Flipping to the Godentag on page 9, it says the overall weapon length is 5 1/2 feet and that it weighs 8 pounds.  That's cool, I guess, based on the interpretation you are using.  Then I see that it is a One-Handed weapon.  One-handed?!  Doesn't anyone realize that holding a end-heavy weapon of that size and weight in one hand is not only impractical, but absurd.  The godentag is too big and too heavy to be wielded one-handed.  It was never designed to be used that way.  It was designed to knock guys in heavy plate armor off a horse and then crush them or drive the spike through their visor.  This is not something that one does one-handed.

So, I guess my question is, at the start, why was this weapon made a one-handed weapon?

Also, looking at the one-handed melee weapons on page 3, why are they all heavier than is practical?  Historically, even a heavy mace never came close to weighing 8 pounds.  One would definitely not want to attempt to wield that one handed, that's for sure!

I am just curious as to why these particular decisions were made.  Being that I am going to have to convert this back to 3.0 anyway, I figured getting into the minds of the designers wouldn't hurt.


----------



## sjmiller (Dec 9, 2005)

Okay, a guilty confession regarding the previous post.  It's been awhile since I actually looked at the weapon weights in a D&D book, and after looking at the 3.0 PH I remember why that is so.  My former career in archaeology and post-Roman English history studies means I know more about ancient weapons than is good for a gamer.  Just about every game I see, D&D (in all its versions) included, have obscenely heavy weapons.  I don't understand why they do this, or what references they are using.  So, when I see 10 pound swords, 12 pound maces, and other overweight weapons it drives me a bit crazy.

The largest functional (usable in combat) swords should top out at about 9 pounds.  Most swords, regardless of type, should be around 2 to 3 pounds.  Maces should run, surprisingly, around 2 to 4 pounds, even all metal ones.  A longbow that weighs more than a pound or two is just not practical.  I could go on, but I think you see where I am coming from.

So, while I am disappointed by some of the descriptions/weights given for weapons in FM&MS, I am not terribly surprised.


----------



## ElectricDragon (Dec 9, 2005)

While I have not received my copy of FM&M yet; I will try to answer your questions.
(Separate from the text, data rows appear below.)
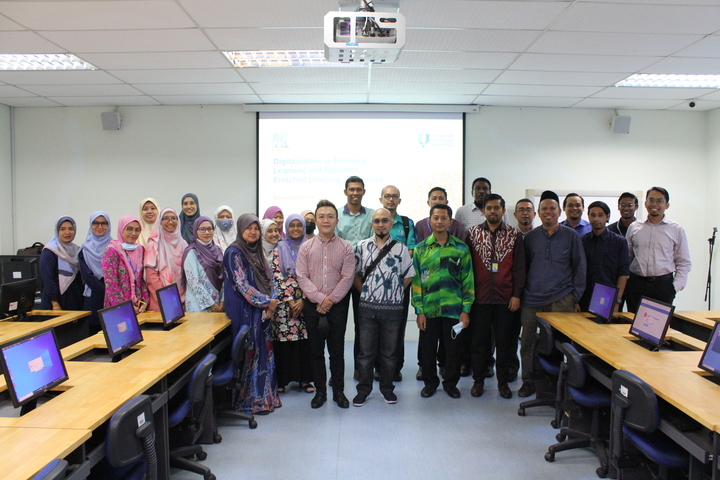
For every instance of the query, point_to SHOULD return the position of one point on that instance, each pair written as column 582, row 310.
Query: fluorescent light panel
column 677, row 81
column 51, row 61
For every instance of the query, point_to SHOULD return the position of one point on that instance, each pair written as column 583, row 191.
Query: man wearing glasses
column 384, row 270
column 659, row 253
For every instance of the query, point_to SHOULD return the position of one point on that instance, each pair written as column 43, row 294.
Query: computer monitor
column 710, row 361
column 603, row 301
column 651, row 322
column 170, row 304
column 32, row 365
column 17, row 298
column 120, row 327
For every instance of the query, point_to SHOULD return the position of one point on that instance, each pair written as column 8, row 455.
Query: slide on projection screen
column 305, row 157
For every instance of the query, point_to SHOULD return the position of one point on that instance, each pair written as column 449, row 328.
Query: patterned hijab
column 254, row 255
column 186, row 222
column 209, row 256
column 67, row 255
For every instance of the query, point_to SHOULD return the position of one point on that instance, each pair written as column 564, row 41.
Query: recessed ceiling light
column 678, row 81
column 43, row 62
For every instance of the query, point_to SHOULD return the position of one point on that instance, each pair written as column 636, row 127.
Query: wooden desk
column 20, row 462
Yes, I used weights comparable to those in the PHB; mainly because few of the references I found actually listed weights. A second reason is because weapon weights are a hold-over from earlier editions where "weight" was actually "encumbrance value" or a combination of actual weight and how unwieldy the thing is to store and carry. This lead to much higher weights for many things and if I recall correctly even different weights for some things according to how they were carried (a set of clothes weighed 3 lbs. worn and 6 lbs. carried in the backpack, I believe).

As to the length of the godentag at 5.5 feet; remember that it is topped by a 1 ft. long spike. That leaves 4.5 feet for the handle and head of the weapon. I figure 4 inches for the head; leaving 4 ft. 2 inches for the handle. Yeah, that may be a little long; but I wanted the weapon to have the ability to be set against a charge; consider that when used one-handed; the wielder must "choke up" a bit on the handle.

Ciao
Dave


----------